Perception Programs: Unlocking Visual Tool Reasoning in Language Models¶
Conference: CVPR 2026
arXiv: 2604.12896
Code: https://github.com/AISmartPerception/perception-programs
Area: LLM / NLP (Other)
Keywords: perception programs, visual tools, language-native representation, training-free, multimodal reasoning
TL;DR¶
Perception Programs (P2) is a training-free, model-agnostic method that converts raw visual tool outputs (depth, optical flow, correspondences, etc.) into compact language-native structured summaries, enabling MLLMs to directly "read" visual modalities rather than infer from dense pixels, achieving an average 19.66% improvement across 6 BLINK tasks.
Background & Motivation¶
Background: MLLMs are increasingly used in conjunction with visual tools (depth estimation, optical flow, visual correspondences, etc.) to enhance visual reasoning.

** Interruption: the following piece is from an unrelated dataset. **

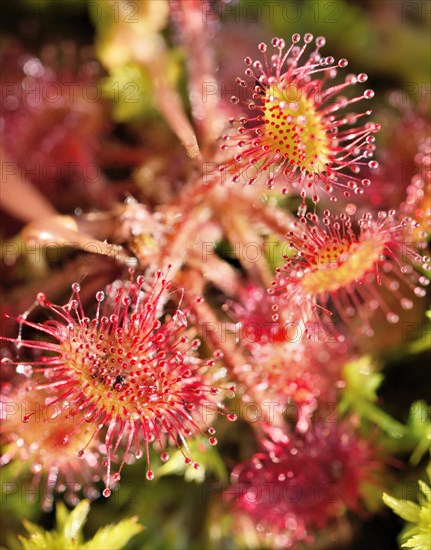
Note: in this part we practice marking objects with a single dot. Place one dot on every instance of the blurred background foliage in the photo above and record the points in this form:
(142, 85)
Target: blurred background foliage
(390, 41)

Limitations of Prior Work: Despite visual tools providing accurate perceptual signals, MLLMs often fail to fully leverage them. Raw tool outputs are dense pixel-level representations that are mismatched with LLMs' language-native reasoning capabilities. Experiments show that GPT-5 Mini cannot even recover correct depth ordering from depth maps (Kendall τ rapidly approaches zero).
Key Challenge: The bottleneck is not more tool calls or larger MLLMs, but the representation format of visual tool outputs. Dense numerical tokens are fundamentally mismatched with the language reasoning substrate.
Goal: Convert tool outputs from dense pixel-level representations to language-native structured summaries.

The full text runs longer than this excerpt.